そういった自信を持ってないと、長年魔物と戦ったり、色んな依頼をこなしたり出来ないのかもしれないしね。
でも、マックスさんやマリーさん、ヤンさんなんかは、長年パーティとして続いてたらしいし、そういった人達がいないわけじゃないと思う。
「あの人達は珍しい例でもあるな。大抵はパーティを組んで解散……というのを繰り返す事が多いみたいだ。よっぽど意気投合していないと、長くは続かない……それを見ていたから、私は今までパーティに入らなかったというのもあるな」
「そうだったんですか……」
「その点、リクはしっかりメンバーの意見を聞いて、方針を決めるようにしているからな。

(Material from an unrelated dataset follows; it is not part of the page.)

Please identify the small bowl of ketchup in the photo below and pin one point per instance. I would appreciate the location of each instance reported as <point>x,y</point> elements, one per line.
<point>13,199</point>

これなら早々に解散何て事にはならないだろう」
「リクさんがワンマンに物を決める姿は……想像できないわね」
マックスさん達は、珍しい例らしい。
お互いがお互いに一筋と見えるマックスさんとマリーさん、そこに冷静に一歩引いたスタンスで接するヤンさん……バランスが取れていたのかもしれない。

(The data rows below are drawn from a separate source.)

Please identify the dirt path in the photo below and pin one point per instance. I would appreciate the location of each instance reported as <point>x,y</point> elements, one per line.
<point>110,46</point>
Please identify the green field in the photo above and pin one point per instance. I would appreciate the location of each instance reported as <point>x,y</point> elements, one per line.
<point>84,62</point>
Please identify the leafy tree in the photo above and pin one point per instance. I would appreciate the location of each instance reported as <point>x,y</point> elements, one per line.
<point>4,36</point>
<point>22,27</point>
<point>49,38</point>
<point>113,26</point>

それはともかく、俺は皆の意見というのはちゃんと聞きたい。
勝手に決めて、後で怒られるのは怖いから……というのもあるけど、やっぱり一緒に活動していくんだから、意見に耳を傾けるのは大事だと思うんだ。
ワンマンで皆を引っ張って行く俺なんて、モニカさんの言う通り自分でも想像できない。
……こういうのは、事なかれ主義だった以前の世界での生活が響いているのかもね……悪い事だとは思ってないけど。
「さて……これからの活動か……」
「父さんも行ってた通り、冒険者として活動するなら王都にいた方が便利ね」
「そうだね。人が多いという事は、それだけ依頼も多いだろうしね。けど、ヘルサルにいた方が気楽、というのもあるよね」
ヘルサルなら、獅子亭の手伝いをしながら、マックスさんの作る美味しい料理を食べて生活できる。
知り合いの多い街だから、エルサを乗せて歩いていても珍しがられないしね。
でも、王都なら色々な依頼があるから、冒険者として経験を積むには良い事だとも思うんだ。
俺には絶対的に経験や知識が足りていない。
それを考えると、Aランクというのも不相応なんだけど、なってしまったものは仕方ない。